I think we can thank three things for this:
- The Nintendo Switch
- Animal Crossing: New Horizons
- Doom Eternal
The Switch is a very accessible and user-friendly gaming console, while “Animal Crossing” and “Doom Eternal” both launched at the perfect time, right as the pandemic was really ramping up in the US. This led to many seeking an escape from the grim statistics and omnipresent gloom of this situation, and what better way could there be to get your mind off of it all than playing the happiest game ever made, or destroying demons by the thousands?
Whichever means you might need to quell the darkness outside our doors, ACNH and DE have you covered!
But this hasn’t been the only means of escape many have sought. Tabletop Gaming, strangely enough, has also seen quite the resurgence of late. Now, one might understand that board games might see an uptick in popularity, as families seek ways to spend quality time together, without strangling each other.
That said, tabletiop roleplaying games, such as “Dungeons & Dragons” has also seen a rise in interest of late. In some cases, because families are looking for entertainment, such as with board games, but also because some are looking to connect with their friends online through gaming. They are using virtual tabletop software, such as Roll20 and Fantasy Grounds, among others, to keep their current gaming sessions alive, or restart campaigns with groups that have gone astray over the years.
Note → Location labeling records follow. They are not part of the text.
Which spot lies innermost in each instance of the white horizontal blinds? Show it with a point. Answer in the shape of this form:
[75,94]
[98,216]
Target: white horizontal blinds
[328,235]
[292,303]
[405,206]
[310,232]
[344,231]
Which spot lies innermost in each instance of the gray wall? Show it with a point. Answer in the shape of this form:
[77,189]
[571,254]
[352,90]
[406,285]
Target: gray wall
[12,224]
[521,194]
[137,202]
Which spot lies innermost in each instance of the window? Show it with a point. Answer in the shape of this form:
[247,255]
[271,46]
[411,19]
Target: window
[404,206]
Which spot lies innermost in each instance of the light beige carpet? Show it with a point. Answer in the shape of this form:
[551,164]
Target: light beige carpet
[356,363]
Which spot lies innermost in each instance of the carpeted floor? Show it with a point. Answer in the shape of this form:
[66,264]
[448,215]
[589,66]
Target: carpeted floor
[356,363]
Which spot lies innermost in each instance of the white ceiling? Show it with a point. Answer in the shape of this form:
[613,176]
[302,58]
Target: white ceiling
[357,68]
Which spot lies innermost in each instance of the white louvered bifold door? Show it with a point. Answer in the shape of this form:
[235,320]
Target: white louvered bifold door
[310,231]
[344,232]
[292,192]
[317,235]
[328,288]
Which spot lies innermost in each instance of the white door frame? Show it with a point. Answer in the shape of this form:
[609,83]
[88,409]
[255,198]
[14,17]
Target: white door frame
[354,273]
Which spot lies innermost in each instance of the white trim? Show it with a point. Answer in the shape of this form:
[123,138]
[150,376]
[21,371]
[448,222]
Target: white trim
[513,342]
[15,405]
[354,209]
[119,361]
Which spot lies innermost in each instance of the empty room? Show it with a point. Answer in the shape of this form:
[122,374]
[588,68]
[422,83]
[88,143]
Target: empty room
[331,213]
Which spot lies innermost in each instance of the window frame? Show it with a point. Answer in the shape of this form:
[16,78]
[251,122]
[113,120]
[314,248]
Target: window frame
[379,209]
My own gaming group is using Discord to play together, for instance. We aren’t currently using a Virtual Tabletop, as we’ve always been more of a Theater of the Mind sort of group. That said, we do need the voice communications of Discord to be able to play, and we are using the Dice Maiden bot in Discord, to roll our dice virtually. This makes it easy for us to record our podcast, “Knights of the Tabletop”, which we used to record in my brother’s living room.
Obviously, we can’t do that right now.
Unfortunately, even if we wanted to, there is no virtual tabletop software that includes “Feng Shui 2” (our current game of choice), so we’d have to cobble something together, and I’m just not up to that. Instead, we’ll make do with Discord, and call it good. The only real downside to using Discord is not being able to see each other, since most of our group either doesn’t have, or refuses to use, a webcam.
In the end, however you play these games remotely online, they are no substitute for playing in person.
Anyway, I find it quite encouraging that people are turning to games as solace during these dark times. Perhaps when all this is over, people will have a different view of gaming as a whole, and continue to embrace the hobby as they are now? We can only hope.